CELEBRATE SUNDAY
WITH ST. MARY'S
EIGHTEENTH SUNDAY IN ORDINARY TIME
What Christ wishes to give us may be for a different reason than why we want Him.
EIGHTEENTH SUNDAY IN ORDINARY TIME
We spend our entire lives as Christians seeking after Christ. What we rarely ask ourselves, though, is the purpose of our seeking; do we desire Christ because of the comfort he might be able to give us in our most difficult periods in life? Do we seek after him because of what we might be able to gain from being his follower in eternal salvation? Do we seek after him because we cannot bear the thought of an existence that ends in nothingness? Or do we emulate the great Saint Thomas Aquinas, who when asked by God what he desired more than anything, said, “Nothing but you, Lord”? If you are seeking after Christ, learn from the thousands of years of example laid out by the crowds during his public ministry, his disciples, the many misguided Christians over the past two millennia, and the great saints of the Church on what Christ desires for us as we desire him.
READ THIS SUNDAY'S MESSAGE
The sixth chapter of John is perhaps one of the most important parts of Scripture because it serves as a turning point in the story of salvation. No longer are we being prepared or taught about the idea of Christ; now, he presents himself fully, first in the miracle of the multiplication of the loaves and then in the passages that begin in this Sunday’s Gospel, which we call the Bread of Life discourse. Christ’s identity is the Son of God offering himself entirely to the world, yet no one understood that at this point in his public ministry. Instead, they rightly saw him as the Messiah, the Savior of God’s chosen people, but had formed an idea of this figure as a military or a political leader whose aim was to rid his people of the Romans occupying the Holy Land. Just as it is in the personal lives of all Christians, Christ is being pursued by everyone in this scene; interestingly, he runs away from them because they misunderstood his mission and his identity. The crowds rightly identified him as the Messiah because his miracle of the multiplication of the loaves pointed to the miracle of Manna in the desert when the Israelites were escaping Egypt. In this miracle, the crowds realized they were witnesses to a new Moses who came to offer them relief and nourishment. Christ, though, challenges them: they may have been seeking him out, but they were only seeking him out because of “food that perishes”. He instead came to offer them the Bread of Life.

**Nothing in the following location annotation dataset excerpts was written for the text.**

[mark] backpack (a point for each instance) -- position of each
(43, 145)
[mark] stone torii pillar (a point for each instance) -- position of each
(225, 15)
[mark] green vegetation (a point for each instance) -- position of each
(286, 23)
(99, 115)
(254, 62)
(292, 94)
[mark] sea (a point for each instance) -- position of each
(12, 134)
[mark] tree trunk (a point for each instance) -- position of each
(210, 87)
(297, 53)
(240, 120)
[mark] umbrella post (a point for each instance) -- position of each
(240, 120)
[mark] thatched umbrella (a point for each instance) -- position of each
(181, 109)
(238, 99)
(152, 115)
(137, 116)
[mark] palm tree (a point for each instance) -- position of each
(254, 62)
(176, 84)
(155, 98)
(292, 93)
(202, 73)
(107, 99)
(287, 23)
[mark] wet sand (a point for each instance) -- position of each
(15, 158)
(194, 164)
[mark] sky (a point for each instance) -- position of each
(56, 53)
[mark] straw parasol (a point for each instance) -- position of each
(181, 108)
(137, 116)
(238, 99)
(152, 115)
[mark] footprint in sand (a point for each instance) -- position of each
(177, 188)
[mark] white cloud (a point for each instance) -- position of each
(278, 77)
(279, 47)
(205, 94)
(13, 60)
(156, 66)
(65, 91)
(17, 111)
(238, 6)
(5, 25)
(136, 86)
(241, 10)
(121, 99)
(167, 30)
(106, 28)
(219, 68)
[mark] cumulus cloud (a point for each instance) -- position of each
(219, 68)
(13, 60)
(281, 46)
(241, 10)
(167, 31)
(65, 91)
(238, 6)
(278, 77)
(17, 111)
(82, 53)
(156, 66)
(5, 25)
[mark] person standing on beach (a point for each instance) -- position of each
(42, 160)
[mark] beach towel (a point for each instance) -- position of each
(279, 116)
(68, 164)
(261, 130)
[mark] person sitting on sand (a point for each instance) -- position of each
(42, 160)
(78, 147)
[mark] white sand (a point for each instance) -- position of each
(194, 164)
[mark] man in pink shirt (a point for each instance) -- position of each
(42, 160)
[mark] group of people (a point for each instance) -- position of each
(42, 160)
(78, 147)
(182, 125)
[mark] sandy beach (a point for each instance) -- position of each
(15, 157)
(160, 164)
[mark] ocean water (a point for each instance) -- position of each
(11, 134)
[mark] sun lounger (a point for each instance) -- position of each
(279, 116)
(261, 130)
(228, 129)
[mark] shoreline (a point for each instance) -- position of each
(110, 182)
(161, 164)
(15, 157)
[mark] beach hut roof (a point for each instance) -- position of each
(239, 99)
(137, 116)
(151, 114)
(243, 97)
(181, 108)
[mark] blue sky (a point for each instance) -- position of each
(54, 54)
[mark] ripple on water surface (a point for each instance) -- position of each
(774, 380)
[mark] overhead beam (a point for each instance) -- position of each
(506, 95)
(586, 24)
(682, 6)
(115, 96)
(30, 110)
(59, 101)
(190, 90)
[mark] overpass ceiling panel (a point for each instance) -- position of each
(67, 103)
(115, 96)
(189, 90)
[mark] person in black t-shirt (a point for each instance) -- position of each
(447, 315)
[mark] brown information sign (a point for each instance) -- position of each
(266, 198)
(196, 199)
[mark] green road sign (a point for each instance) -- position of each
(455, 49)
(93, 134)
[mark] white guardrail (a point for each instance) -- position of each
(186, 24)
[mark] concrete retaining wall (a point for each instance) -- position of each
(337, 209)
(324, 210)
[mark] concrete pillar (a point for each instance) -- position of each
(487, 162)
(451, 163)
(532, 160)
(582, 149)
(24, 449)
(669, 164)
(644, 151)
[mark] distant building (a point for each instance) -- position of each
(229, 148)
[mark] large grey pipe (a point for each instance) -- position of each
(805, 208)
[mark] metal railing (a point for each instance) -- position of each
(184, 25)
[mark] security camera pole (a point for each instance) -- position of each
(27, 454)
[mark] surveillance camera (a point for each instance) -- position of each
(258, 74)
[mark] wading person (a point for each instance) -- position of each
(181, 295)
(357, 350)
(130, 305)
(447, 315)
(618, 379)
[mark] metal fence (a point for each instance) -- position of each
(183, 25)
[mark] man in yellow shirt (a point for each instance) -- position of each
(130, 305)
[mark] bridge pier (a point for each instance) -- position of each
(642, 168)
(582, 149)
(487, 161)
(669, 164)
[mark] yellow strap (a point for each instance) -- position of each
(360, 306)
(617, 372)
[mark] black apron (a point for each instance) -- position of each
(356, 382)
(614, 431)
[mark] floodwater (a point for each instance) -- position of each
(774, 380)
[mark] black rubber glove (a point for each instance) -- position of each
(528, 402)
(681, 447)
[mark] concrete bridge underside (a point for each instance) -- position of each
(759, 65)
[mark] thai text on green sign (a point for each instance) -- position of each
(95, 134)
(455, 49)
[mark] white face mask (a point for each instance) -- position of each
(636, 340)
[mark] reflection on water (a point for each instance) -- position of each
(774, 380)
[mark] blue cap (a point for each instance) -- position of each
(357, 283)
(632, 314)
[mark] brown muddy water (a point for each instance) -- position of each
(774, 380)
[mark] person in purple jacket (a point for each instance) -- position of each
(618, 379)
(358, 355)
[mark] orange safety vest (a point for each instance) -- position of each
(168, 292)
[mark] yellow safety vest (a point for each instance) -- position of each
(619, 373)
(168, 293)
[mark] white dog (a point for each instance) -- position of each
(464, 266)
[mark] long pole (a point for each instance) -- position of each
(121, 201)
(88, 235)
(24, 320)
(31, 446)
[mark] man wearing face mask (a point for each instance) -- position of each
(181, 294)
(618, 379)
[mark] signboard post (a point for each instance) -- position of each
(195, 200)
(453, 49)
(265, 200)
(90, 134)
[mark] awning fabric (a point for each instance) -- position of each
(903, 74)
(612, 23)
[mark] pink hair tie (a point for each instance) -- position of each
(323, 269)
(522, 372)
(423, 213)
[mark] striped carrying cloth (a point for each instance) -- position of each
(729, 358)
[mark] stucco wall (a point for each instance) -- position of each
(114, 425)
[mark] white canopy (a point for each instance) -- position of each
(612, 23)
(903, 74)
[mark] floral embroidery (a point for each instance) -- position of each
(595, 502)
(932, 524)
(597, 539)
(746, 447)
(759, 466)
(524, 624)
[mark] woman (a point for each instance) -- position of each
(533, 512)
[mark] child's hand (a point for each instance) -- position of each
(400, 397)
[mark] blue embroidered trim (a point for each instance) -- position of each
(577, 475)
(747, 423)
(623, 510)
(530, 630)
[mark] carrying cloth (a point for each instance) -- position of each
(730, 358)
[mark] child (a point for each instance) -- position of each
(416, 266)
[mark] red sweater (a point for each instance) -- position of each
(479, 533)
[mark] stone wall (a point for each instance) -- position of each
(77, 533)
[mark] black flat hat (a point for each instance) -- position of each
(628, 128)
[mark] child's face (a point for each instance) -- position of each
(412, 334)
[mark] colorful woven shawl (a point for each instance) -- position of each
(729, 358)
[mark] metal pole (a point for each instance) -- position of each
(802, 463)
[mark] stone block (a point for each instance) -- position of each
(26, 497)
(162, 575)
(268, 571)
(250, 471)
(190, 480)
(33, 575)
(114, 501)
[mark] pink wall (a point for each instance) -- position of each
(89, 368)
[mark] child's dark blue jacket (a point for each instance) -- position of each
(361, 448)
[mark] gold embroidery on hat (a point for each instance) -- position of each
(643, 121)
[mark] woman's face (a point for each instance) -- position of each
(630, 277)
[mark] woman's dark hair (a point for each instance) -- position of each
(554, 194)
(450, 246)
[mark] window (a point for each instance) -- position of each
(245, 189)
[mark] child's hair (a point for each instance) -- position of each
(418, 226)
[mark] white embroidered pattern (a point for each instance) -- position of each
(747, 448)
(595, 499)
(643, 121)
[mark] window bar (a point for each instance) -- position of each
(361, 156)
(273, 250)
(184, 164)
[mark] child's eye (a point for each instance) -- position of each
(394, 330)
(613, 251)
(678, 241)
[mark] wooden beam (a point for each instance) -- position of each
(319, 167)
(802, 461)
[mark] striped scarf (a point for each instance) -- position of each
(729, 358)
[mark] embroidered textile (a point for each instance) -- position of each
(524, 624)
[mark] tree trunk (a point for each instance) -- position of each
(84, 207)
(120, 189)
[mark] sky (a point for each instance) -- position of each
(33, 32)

We are not sure what exactly the substance of Manna was, and neither did the Israelites. In fact, the name is a transliteration of the literal Hebrew question ma meaning “what” and na meaning “this”, or “what is this?” Ironically, most Christians today treat the Eucharist the same way. As we go through the rest of this chapter, we come to realize just how crucial the Eucharist is to the expression of Christianity, as the real flesh and blood of Jesus Christ; instead, many Christians see it as symbolic only. Just as it is with the crowds in the Gospel, they go after Christ with an interior understanding of who he might be for them, while misidentifying precisely who he came to be for us, namely the bread of life. Only the Eucharist, the great Mystery of Christianity and the Source and Summit of our faith, can ensure us that we are not misidentifying Christ. What we receive is not merely a gift, or a transactional reward for our faithfulness. Rather, it is Christ in his entirety. Only this Bread from Heaven gives us Christ wholly and sincerely. Instead of being like the Israelites and the crowds looking at this bread and asking “what is this?”, we should instead receive the Eucharist with the same intentionality as Aquinas, that we are seeking after him for no other reason than to receive him alone.